O Relatório Kinsey é baseado numa exaustiva e criteriosa pesquisa restrita à sexualidade masculina. Obsecado pelo assunto, cuja repercussão aguçou ainda mais sua obsessão, Kinsey logo se atirou apaixonadamente à elaboração do relatório relativo à sexualidade feminina, publicado cinco anos depois do primeiro. Sem dúvida, ambos concorreram de forma decisiva para modificar o comportamento sexual dos americanos numa época em que os costumes eram de uma rigidez puritana inconcebível para aqueles que hoje desfrutam de modo inconsciente da liberdade rotinizada pelas conquistas liberais emergentes nas últimas décadas.
Quem quer que tenha sofrido traumas decorrentes da repressão imposta à sexualidade, e acredito que todos direta ou indiretamente sofremos esse tipo de experiência, poderá melhor compreender diante desse filme impressionante o quanto devemos à ação iluminista desempenhada por Kinsey e todos que colaboraram para transformar seu projeto em realidade. Quem não viveu (na família, na escola, no seu círculo de relações íntimas) traumas associados a alguma história envolvendo práticas sexuais visadas e reprimidas pelos costumes dominantes no meio em que se formou e definiu uma biografia? Enquanto indivíduo, Kinsey é apenas uma variação singular das infinitas variações compreendidas no conjunto das nossas biografias. Seu conflito nuclear está bem caracterizado na relação com o pai (interpretado por John Lithgow), um professor puritano ao extremo da caricatura. Um analista de botequim poderia razoavelmente argumentar que seu combate obsessivo em favor da liberação sexual seria sintoma do ódio desfechado contra o pai e sua sufocante mentalidade repressiva.

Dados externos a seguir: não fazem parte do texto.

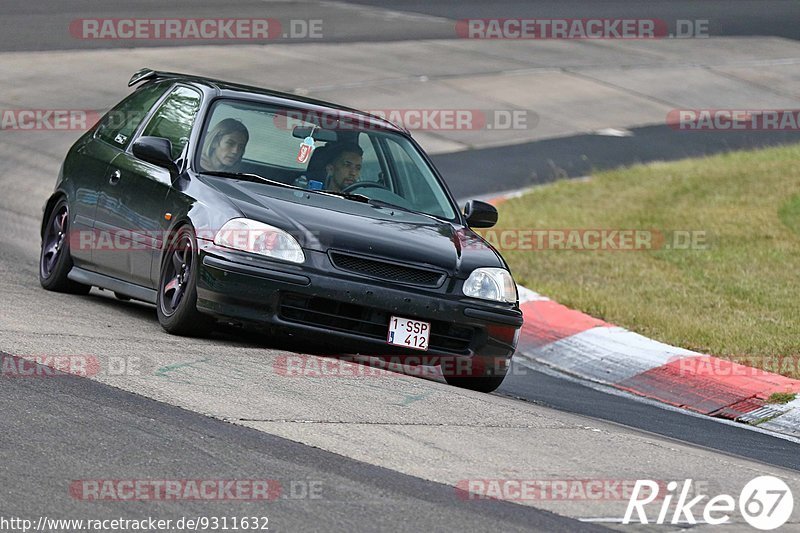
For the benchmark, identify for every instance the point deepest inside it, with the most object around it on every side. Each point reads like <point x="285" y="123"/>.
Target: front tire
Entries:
<point x="55" y="261"/>
<point x="484" y="374"/>
<point x="176" y="303"/>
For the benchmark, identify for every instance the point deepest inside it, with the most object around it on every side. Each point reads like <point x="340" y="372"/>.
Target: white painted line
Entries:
<point x="605" y="354"/>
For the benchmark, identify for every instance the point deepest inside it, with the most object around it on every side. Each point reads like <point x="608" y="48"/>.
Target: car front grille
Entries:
<point x="386" y="270"/>
<point x="366" y="321"/>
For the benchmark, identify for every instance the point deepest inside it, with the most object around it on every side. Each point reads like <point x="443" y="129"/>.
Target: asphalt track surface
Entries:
<point x="40" y="25"/>
<point x="56" y="430"/>
<point x="138" y="438"/>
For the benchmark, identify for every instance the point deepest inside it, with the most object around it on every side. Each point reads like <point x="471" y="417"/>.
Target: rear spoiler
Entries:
<point x="145" y="74"/>
<point x="141" y="75"/>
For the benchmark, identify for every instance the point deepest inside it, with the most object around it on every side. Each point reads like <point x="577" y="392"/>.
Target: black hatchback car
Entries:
<point x="223" y="202"/>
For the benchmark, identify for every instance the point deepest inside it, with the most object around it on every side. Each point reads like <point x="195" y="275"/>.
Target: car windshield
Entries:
<point x="323" y="152"/>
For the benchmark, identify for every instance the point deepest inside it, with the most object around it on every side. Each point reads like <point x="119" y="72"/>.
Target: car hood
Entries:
<point x="321" y="222"/>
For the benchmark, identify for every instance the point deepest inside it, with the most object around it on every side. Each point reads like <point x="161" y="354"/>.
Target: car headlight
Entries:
<point x="259" y="238"/>
<point x="491" y="284"/>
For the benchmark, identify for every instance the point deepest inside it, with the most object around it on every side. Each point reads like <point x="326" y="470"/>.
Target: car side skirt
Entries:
<point x="136" y="292"/>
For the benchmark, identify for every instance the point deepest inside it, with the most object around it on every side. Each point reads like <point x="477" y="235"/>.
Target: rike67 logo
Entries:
<point x="765" y="502"/>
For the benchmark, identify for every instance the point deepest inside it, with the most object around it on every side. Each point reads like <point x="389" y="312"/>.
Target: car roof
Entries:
<point x="233" y="89"/>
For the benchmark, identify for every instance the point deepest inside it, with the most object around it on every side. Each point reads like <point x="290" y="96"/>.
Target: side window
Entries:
<point x="174" y="119"/>
<point x="121" y="122"/>
<point x="413" y="185"/>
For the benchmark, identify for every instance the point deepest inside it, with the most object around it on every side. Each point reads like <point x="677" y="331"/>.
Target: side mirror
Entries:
<point x="480" y="214"/>
<point x="155" y="150"/>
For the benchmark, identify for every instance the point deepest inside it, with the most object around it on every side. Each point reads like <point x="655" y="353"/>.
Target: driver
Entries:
<point x="344" y="166"/>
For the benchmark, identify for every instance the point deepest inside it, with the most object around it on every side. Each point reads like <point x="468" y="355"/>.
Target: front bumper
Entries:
<point x="317" y="301"/>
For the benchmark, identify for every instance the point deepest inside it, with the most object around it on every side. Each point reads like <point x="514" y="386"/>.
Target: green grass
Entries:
<point x="738" y="297"/>
<point x="781" y="397"/>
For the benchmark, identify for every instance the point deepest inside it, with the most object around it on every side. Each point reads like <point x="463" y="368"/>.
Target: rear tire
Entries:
<point x="55" y="261"/>
<point x="176" y="303"/>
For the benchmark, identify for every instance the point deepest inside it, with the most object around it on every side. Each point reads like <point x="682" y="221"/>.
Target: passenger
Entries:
<point x="224" y="146"/>
<point x="344" y="166"/>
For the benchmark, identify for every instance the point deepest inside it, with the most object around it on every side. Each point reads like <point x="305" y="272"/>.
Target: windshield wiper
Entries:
<point x="389" y="205"/>
<point x="247" y="176"/>
<point x="250" y="176"/>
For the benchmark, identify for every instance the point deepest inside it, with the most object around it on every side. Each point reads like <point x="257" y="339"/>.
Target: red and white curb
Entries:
<point x="588" y="348"/>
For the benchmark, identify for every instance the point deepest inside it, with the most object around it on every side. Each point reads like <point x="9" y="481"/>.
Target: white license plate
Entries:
<point x="409" y="333"/>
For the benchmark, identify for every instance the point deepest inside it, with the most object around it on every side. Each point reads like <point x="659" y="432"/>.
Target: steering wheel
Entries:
<point x="364" y="185"/>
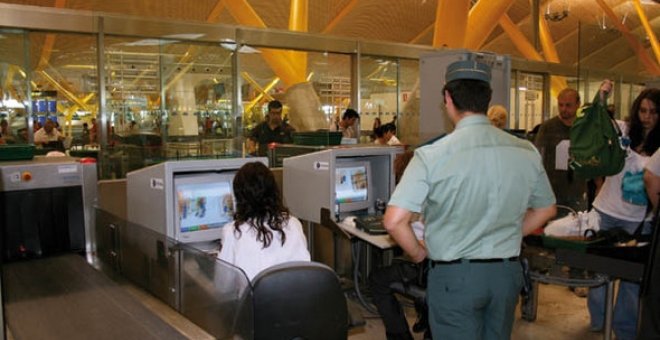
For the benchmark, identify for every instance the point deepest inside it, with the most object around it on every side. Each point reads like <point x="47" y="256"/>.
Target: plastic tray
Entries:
<point x="317" y="138"/>
<point x="16" y="152"/>
<point x="572" y="242"/>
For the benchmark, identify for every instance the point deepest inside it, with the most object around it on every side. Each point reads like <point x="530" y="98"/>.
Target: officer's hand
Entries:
<point x="605" y="89"/>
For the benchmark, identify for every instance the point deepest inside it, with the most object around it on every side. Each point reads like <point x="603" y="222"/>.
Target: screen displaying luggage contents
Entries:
<point x="351" y="184"/>
<point x="204" y="206"/>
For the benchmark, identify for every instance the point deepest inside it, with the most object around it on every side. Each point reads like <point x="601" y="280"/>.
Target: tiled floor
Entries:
<point x="560" y="315"/>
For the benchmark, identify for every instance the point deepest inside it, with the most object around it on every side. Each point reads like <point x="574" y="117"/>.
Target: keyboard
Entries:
<point x="372" y="224"/>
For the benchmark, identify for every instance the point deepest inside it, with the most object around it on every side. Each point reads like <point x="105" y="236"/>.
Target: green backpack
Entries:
<point x="596" y="148"/>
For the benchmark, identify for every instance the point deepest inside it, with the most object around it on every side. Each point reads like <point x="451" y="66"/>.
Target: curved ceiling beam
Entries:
<point x="451" y="18"/>
<point x="483" y="19"/>
<point x="216" y="11"/>
<point x="277" y="60"/>
<point x="550" y="52"/>
<point x="49" y="42"/>
<point x="344" y="11"/>
<point x="527" y="49"/>
<point x="614" y="42"/>
<point x="650" y="65"/>
<point x="518" y="38"/>
<point x="647" y="28"/>
<point x="422" y="34"/>
<point x="298" y="22"/>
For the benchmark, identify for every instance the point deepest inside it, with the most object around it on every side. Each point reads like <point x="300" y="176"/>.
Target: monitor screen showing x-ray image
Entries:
<point x="204" y="206"/>
<point x="353" y="186"/>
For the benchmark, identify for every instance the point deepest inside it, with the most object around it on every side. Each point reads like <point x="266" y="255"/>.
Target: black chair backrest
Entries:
<point x="299" y="300"/>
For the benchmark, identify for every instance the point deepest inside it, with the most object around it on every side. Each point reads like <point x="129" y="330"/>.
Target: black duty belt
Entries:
<point x="441" y="263"/>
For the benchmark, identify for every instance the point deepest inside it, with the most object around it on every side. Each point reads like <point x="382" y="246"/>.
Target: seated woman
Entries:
<point x="263" y="233"/>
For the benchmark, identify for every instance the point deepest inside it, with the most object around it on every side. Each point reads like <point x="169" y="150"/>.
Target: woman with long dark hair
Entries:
<point x="263" y="232"/>
<point x="622" y="203"/>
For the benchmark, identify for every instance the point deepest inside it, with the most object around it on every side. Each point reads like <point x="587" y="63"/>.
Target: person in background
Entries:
<point x="497" y="116"/>
<point x="47" y="134"/>
<point x="552" y="141"/>
<point x="375" y="128"/>
<point x="272" y="130"/>
<point x="263" y="232"/>
<point x="5" y="131"/>
<point x="347" y="124"/>
<point x="622" y="203"/>
<point x="652" y="179"/>
<point x="404" y="271"/>
<point x="22" y="137"/>
<point x="472" y="235"/>
<point x="85" y="134"/>
<point x="93" y="132"/>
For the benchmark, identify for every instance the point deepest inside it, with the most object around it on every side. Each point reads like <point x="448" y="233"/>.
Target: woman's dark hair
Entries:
<point x="258" y="202"/>
<point x="469" y="95"/>
<point x="389" y="127"/>
<point x="651" y="142"/>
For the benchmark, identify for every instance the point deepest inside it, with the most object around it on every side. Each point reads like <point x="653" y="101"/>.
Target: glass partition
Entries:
<point x="170" y="93"/>
<point x="314" y="92"/>
<point x="389" y="93"/>
<point x="527" y="98"/>
<point x="64" y="85"/>
<point x="14" y="103"/>
<point x="379" y="79"/>
<point x="408" y="119"/>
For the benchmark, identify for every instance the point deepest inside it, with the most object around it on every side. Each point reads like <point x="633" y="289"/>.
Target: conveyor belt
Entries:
<point x="65" y="298"/>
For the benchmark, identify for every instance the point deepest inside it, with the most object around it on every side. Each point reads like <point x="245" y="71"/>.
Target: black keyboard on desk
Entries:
<point x="372" y="224"/>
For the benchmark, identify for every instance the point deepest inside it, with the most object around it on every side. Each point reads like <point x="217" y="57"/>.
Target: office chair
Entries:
<point x="299" y="300"/>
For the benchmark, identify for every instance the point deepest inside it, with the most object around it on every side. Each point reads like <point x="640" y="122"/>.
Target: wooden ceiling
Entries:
<point x="587" y="34"/>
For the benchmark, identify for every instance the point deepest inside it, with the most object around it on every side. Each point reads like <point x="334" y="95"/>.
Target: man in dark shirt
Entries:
<point x="552" y="142"/>
<point x="274" y="129"/>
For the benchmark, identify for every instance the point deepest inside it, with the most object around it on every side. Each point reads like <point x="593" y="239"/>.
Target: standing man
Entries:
<point x="273" y="129"/>
<point x="553" y="141"/>
<point x="347" y="124"/>
<point x="48" y="133"/>
<point x="480" y="190"/>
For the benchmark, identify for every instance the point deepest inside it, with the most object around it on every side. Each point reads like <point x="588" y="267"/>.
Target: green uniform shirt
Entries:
<point x="263" y="135"/>
<point x="473" y="188"/>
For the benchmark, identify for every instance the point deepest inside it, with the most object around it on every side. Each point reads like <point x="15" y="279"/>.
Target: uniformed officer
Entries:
<point x="480" y="190"/>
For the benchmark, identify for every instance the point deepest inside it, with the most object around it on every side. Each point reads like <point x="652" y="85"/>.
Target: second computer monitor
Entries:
<point x="353" y="185"/>
<point x="204" y="203"/>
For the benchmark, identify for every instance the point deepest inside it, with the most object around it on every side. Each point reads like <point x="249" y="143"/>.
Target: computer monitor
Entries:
<point x="353" y="185"/>
<point x="203" y="204"/>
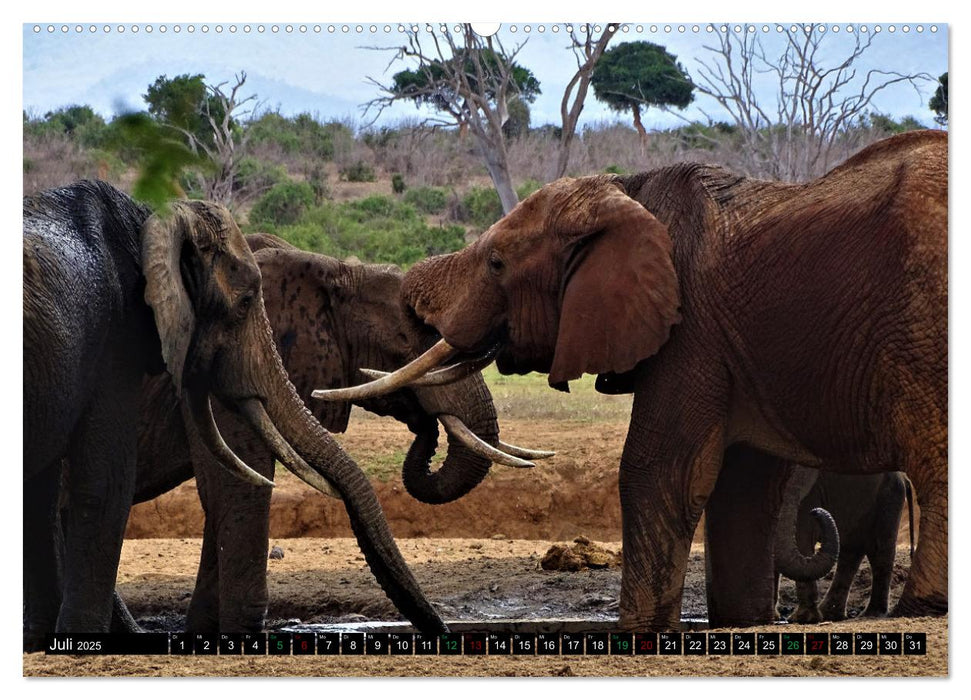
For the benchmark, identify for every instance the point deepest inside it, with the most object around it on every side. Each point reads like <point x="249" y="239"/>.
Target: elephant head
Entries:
<point x="331" y="318"/>
<point x="205" y="288"/>
<point x="789" y="561"/>
<point x="534" y="285"/>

Parece-me relevante chamar atenção para o fato de que Kinsey, o inventor da sexologia americana, não foi um psicólogo ou psicanalista, mas sim um zoólogo de formação. Isso importa de forma decisiva, suponho, para melhor compreendermos a forma como caracteriza o comportamento sexual na sua obra. Bill Condon traduz de forma adequada no contexto do filme a concepção comportamental de Kinsey. Ela fica evidente em algumas cenas fundamentais do filme. Por exemplo: quando se envolve numa relação homossexual com Clyde Martin (Peter Sarsgaard), seu principal assistente. Ao desvelar o caso para sua mulher (Clara McMillen, interpretada por Laura Linney), esta fica compreensivelmente chocada. Tentando justificar sua traição, ele alega que a sexualidade humana é fruto de pura convenção social. Ela então retruca, em termos diferentes dos que emprego, que sofremos quando alguém que amamos transgride as convenções que regulam nossas práticas sexuais, nossas formas de relação amorosa.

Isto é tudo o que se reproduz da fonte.